Korean name
- Hangul: 정방역
- Hanja: 正方驛
- Revised Romanization: Jeongbang-yeok
- McCune–Reischauer: Chŏngbang-yŏk

General information
- Location: Chŏngbang-ri, Sariwŏn-si, North Hwanghae Province North Korea
- Owner: Korean State Railway

History
- Opened: 1 July 1923
- Former names: Kyedong
- Original company: Chosen Government Railway

Services
| Preceding station | Korean State Railway |  |  | Following station |
| Ch'imch'on Ch'ŏngnyŏn towards P'yŏngyang |  | P'yŏngbu Line |  | Sariwŏn Ch'ŏngnyŏn towards Kaesŏng |

Location

= Chongbang station =

Railway station in North Korea

Chŏngbang station is a railway station located in Sariwŏn, North Hwanghae province, North Korea.

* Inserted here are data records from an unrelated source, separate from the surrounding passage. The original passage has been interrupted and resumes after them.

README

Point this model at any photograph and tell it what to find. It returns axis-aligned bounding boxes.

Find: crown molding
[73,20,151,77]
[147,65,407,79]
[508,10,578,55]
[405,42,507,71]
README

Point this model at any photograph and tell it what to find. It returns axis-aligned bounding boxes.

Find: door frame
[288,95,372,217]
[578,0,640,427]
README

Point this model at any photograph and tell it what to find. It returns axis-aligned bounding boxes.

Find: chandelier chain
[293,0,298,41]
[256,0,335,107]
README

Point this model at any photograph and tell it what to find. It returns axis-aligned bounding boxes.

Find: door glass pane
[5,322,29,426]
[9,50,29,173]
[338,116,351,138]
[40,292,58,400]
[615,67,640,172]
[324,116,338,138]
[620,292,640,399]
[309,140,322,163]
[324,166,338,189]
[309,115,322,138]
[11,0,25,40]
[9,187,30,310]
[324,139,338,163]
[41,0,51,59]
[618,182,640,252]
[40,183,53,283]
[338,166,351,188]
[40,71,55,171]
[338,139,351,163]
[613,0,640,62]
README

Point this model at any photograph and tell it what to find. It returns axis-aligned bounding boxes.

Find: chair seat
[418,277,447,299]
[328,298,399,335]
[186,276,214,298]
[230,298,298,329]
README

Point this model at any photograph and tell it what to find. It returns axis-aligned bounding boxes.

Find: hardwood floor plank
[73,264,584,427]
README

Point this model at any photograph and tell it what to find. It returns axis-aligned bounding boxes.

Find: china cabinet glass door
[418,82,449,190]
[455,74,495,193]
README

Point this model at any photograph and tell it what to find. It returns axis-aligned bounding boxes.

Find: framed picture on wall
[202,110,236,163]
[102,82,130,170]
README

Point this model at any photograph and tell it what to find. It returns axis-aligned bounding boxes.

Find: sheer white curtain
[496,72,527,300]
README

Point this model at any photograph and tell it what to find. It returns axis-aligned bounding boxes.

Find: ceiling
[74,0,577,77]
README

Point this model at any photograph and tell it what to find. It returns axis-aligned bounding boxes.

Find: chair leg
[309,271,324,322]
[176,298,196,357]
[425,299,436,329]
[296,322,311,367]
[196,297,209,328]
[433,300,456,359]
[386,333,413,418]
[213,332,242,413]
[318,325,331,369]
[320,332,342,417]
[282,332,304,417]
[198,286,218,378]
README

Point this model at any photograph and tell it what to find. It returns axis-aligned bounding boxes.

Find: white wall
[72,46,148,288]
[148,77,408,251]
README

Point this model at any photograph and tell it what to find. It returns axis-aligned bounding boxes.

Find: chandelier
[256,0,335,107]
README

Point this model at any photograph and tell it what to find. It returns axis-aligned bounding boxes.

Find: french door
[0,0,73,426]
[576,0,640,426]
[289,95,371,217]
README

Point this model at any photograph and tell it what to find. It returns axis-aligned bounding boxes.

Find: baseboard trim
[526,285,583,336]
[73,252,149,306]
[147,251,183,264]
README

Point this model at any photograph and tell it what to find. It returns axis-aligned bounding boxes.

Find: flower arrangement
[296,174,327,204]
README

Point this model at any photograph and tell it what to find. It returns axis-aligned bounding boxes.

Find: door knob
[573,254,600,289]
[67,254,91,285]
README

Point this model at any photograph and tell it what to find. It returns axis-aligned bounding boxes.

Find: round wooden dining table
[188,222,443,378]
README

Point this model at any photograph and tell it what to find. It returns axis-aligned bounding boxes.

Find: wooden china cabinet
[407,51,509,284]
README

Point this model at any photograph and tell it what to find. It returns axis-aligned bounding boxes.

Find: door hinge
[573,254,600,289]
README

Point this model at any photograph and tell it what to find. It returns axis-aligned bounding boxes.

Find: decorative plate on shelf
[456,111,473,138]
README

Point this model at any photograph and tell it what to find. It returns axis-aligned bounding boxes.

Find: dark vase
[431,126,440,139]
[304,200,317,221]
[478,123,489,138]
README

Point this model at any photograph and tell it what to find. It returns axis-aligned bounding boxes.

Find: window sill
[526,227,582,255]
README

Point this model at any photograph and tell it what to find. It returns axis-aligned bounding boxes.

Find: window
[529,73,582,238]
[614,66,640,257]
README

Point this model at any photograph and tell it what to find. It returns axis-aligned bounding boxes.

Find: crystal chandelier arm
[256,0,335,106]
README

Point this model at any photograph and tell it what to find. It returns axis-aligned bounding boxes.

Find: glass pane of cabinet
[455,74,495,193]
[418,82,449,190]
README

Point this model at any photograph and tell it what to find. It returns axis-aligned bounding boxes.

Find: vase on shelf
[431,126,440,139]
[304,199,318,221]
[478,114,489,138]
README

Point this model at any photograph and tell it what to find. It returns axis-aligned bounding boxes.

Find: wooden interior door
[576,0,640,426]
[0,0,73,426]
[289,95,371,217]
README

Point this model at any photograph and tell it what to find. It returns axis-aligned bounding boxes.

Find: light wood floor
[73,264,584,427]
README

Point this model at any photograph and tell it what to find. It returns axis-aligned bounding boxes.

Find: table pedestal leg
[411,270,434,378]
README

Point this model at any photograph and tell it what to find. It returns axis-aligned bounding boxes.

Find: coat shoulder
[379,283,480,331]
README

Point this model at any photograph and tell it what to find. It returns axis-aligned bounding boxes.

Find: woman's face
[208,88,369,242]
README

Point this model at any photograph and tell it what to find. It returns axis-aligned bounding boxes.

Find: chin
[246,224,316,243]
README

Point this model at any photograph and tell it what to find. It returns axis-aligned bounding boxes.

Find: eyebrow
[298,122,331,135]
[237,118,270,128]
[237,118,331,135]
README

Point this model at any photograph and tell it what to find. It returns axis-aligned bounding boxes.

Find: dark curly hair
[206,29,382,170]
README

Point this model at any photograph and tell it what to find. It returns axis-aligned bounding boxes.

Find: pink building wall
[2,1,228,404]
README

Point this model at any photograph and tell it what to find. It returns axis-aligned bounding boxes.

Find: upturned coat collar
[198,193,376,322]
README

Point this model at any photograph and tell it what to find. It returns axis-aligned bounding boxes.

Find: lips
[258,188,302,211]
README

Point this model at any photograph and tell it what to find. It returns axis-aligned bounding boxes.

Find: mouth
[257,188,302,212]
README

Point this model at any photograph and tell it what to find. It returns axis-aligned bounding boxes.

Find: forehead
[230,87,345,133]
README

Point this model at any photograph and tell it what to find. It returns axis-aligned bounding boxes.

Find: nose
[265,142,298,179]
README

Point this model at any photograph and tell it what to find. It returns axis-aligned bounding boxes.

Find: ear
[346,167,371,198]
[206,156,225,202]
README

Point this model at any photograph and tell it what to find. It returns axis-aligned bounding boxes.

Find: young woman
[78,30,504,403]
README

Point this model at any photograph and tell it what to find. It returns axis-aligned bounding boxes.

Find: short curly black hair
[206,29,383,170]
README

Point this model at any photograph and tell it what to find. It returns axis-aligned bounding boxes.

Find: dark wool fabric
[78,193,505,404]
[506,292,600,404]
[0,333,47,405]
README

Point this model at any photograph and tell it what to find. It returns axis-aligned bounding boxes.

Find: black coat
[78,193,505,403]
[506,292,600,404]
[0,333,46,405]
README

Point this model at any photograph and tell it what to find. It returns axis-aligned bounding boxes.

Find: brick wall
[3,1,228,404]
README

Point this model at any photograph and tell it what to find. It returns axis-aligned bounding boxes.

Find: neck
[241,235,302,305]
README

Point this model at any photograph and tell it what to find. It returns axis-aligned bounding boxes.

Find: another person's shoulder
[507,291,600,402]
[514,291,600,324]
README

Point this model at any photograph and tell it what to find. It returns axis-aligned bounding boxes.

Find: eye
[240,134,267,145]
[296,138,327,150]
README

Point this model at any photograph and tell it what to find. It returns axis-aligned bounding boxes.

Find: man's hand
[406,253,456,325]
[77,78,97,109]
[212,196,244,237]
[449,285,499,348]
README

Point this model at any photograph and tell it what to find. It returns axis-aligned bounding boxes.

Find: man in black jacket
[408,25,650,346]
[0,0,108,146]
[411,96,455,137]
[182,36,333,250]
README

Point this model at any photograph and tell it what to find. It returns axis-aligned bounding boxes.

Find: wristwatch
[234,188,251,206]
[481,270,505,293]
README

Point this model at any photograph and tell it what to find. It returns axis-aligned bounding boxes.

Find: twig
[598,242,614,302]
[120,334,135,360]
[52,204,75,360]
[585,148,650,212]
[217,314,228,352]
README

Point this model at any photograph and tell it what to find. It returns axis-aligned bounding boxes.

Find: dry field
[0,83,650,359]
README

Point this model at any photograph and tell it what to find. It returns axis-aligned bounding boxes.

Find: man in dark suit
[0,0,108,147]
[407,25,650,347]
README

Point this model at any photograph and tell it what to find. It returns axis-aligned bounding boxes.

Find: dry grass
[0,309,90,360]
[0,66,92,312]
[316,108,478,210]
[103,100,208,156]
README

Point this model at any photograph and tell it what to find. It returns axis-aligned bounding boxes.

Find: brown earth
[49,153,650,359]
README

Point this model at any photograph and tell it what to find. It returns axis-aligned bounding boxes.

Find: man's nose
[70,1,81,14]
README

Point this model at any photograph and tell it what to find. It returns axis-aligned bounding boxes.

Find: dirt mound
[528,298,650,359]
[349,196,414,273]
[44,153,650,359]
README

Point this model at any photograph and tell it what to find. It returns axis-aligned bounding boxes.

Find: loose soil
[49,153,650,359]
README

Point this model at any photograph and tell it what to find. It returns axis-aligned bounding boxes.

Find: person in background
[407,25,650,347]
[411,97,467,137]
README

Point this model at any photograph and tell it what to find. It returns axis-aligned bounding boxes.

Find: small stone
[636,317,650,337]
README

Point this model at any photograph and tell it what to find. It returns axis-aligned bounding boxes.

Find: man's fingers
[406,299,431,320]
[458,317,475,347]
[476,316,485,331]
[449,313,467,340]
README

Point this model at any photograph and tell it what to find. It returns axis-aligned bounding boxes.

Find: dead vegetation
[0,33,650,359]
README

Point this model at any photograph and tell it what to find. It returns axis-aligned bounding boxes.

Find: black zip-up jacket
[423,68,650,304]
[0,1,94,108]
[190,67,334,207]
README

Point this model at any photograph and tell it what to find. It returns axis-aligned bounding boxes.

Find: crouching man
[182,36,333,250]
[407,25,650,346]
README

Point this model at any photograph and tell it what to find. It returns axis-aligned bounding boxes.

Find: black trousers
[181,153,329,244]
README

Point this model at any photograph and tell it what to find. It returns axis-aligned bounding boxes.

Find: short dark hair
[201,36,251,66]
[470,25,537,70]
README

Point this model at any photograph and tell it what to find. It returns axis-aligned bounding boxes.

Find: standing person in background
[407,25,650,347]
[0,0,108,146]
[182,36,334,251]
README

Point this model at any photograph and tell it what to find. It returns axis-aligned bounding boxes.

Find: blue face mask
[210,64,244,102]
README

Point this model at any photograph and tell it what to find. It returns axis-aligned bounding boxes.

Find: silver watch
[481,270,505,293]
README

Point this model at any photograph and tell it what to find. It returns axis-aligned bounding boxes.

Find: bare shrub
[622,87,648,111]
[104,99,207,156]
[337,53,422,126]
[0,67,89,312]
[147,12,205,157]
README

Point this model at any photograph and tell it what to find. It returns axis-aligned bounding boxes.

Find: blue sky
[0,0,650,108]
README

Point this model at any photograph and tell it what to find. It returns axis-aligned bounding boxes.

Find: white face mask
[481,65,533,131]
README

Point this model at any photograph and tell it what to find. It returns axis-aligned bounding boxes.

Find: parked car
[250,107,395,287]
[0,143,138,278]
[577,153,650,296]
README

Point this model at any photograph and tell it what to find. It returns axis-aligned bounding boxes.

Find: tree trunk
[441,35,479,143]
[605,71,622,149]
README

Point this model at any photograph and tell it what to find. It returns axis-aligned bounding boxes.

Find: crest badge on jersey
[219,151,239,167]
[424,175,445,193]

It is on located on the P'yŏngbu Line, which was formed from part of the Kyŏngŭi Line to accommodate the shift of the capital from Seoul to P'yŏngyang; though this line physically connects P'yŏngyang to Pusan via Dorasan, in operational reality it ends at Kaesŏng due to the Korean Demilitarized Zone.

Originally called Kyedong station, the station was opened by the Chosen Government Railway on 1 July 1923. It is located near the well-known tourist sites of Mt. Chŏngbang, Chŏngbang Fortress and the Sŏngbul-sa Buddhist temple.